You Can't Remember Half the Things You Used to -- How Much Does That Matter?
Continued from previous page
Okay, okay, it isn't just the Michael Jordans of the mind who have a memory. Yes, you still have one, too. You're not brain-dead, you don't suffer from Alzheimer's, you're not diseased, you're not a total loss. You still remember that Eleanor Rigby car ride, and a few other things as well. And sometimes, after you've given up hope, the fog does lift. What you'd thought was gone forever unexpectedly bubbles up from the darkness: "Of course! I left the damn keys in my overcoat."
But all those years you spent with Joanne, why do you recall so little about them? Or her? And the books you've read, the books you've loved, why is there so little, if anything, you can remember of them, or of the countless movies you've seen? Why do they all seem so hazy and blurry, sparse and fragile? Why do the memories you have seem black and white and gray? What happened to Technicolor? Why, when you were visiting Hawaii, did you just laugh at the very idea that you'd ever be able to remember all those odd-sounding place names, no matter how often you might say them aloud? Could you even think of learning a foreign language or mastering some new discipline? Are you entering the zoned-out state your father always seemed to be in when you saw him at the nursing home, staring so fixedly off into space that he appeared to be watching the wall he was sitting passively in front of? What show is playing so insistently inside your head these days? Or is it just a blank screen in there with nothing on?
Or is it that you are just not paying attention? Is that it? Thinking about something else when you should be absorbing (for future remembering) whatever happens to be staring you in the face at any given moment? (If that's it, then what keeps making your mind drift elsewhere? And where is it drifting to?) Or have you just reached that point in life where you really can't pay attention anymore; that point where you don't even want to pay attention; that point where you're so damn old, where things—people, places, life, things—are just so familiar, so reminiscent, so tiresomely repetitive that they lack any significance they might once have held for you and now simply don't—can't—sink in? Is that why memories don't form? Because you're going through the motions, a kind of replicant on auto-pilot, unengaged, coasting through life with far fewer fantasies of love or fame or bliss or wealth? Because you've been there, done that? Or because you've convinced yourself that you have? And does that blithe indifference, that buffered stance, increasingly hinder your ability to recapture the past as well?11
Can You at Least Remember When All This Forgetfulness Started?
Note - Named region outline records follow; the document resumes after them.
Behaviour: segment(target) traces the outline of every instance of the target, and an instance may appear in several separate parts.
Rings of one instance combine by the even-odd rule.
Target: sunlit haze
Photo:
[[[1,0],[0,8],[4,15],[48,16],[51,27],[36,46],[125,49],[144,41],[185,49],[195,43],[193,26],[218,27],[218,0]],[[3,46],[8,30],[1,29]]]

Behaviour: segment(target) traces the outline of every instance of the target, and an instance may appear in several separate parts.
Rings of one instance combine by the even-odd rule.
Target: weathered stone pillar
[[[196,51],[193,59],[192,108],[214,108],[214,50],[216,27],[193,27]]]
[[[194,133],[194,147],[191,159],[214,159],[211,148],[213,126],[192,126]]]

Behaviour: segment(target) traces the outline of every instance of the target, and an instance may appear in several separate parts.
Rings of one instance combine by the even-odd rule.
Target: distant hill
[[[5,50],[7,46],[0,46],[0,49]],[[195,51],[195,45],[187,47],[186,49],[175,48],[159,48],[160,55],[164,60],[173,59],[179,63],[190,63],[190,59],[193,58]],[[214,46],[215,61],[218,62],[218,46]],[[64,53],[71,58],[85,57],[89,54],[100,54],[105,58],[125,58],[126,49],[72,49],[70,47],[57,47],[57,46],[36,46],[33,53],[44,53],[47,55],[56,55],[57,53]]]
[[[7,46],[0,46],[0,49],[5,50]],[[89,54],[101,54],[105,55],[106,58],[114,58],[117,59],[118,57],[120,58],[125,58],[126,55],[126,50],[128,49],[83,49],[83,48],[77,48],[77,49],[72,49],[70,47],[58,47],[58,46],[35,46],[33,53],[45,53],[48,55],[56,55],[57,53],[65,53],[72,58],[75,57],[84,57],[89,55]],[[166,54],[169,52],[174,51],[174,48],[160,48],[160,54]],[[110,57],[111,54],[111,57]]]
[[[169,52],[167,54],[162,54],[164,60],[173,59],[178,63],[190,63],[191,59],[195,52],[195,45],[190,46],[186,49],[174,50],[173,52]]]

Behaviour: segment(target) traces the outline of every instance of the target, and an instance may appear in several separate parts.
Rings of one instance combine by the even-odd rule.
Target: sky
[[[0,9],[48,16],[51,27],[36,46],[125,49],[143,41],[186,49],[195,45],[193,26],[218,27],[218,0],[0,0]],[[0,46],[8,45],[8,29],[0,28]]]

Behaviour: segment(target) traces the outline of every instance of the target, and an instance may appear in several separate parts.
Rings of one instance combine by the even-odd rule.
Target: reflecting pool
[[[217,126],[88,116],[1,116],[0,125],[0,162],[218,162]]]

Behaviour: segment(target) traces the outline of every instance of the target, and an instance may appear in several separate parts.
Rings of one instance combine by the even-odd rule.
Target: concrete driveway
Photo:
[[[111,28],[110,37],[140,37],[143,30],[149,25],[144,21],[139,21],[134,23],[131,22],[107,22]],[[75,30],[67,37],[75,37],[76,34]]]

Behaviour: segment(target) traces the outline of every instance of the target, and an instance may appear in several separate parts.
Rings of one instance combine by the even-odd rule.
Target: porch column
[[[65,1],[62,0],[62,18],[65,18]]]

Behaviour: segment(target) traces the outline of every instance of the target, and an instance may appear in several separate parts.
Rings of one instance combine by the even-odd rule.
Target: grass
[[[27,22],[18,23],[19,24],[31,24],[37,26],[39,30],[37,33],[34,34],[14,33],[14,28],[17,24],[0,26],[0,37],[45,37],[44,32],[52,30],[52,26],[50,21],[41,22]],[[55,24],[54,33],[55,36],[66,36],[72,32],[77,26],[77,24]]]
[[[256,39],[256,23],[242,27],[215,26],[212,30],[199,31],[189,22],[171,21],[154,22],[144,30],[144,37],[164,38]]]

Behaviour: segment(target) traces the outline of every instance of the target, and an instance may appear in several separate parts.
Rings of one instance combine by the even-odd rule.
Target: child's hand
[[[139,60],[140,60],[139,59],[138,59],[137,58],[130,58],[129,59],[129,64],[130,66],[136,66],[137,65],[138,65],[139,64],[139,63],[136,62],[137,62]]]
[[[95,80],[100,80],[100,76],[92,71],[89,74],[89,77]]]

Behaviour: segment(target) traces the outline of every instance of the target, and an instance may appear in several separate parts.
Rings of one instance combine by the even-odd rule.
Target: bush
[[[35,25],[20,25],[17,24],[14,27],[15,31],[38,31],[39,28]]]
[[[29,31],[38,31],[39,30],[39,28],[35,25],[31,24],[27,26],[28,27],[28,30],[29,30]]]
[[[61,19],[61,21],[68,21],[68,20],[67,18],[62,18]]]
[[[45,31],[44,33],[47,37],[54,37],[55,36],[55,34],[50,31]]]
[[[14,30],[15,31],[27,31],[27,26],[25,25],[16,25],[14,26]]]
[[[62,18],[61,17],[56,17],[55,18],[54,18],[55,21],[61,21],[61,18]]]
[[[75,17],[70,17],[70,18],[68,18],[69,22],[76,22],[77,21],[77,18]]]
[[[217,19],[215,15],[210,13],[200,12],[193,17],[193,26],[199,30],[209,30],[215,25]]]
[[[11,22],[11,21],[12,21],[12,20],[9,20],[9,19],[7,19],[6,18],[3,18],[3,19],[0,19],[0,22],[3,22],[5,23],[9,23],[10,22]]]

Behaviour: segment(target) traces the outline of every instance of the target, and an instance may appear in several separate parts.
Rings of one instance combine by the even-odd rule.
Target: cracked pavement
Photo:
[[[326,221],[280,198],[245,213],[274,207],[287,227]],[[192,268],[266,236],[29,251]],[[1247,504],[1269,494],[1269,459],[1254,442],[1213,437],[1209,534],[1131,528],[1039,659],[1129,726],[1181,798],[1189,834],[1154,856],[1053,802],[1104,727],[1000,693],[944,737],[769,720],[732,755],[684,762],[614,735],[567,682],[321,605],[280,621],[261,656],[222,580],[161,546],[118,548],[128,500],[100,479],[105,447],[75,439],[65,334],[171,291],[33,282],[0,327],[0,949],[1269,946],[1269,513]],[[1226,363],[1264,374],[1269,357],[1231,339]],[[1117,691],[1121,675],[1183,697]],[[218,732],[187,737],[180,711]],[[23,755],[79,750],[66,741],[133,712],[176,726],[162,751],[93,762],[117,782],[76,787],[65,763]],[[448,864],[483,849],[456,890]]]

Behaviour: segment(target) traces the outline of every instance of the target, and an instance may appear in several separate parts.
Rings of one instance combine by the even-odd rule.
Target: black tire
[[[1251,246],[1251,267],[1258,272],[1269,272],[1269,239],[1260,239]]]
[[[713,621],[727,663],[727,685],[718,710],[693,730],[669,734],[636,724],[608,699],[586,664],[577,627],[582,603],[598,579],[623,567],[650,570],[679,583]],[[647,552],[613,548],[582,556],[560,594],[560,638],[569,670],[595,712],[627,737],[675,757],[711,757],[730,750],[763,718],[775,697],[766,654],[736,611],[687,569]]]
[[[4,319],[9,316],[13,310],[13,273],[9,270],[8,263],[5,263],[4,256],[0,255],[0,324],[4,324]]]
"Remember"?!?! Get serious!
In high school English, you read Our Town, by Thornton Wilder, a play whose action unfolds in Grover's Corners, a storybook town in New Hampshire as alien to everything you were growing up in as it was somehow identical. No work of art had ever so shaken your adolescent sense of immortality. And it did so, simply and powerfully, by conveying the transcendent beauty of everyday life: how unseen the gift of merely being alive is, and how inevitably that unappreciated gift must come to an end.
One line in particular sent chills through you. The omniscient Stage Manager sets the stage for Act Two by telling the audience that, during intermission. three years have passed, so that "a number of people who thought they were right young and spry have noticed that they can't bound up a flight of stairs like they use-ta, without their hearts flutterin' a little. All that can happen in a thousand days." When you first came across that line in 10th grade, you wondered, "When does that take place, that transition to a weaker body? Thirty to thirty-three? Forty-one to forty-four?" Well, you now know that, at least for you, those thousand days took place in your fifties.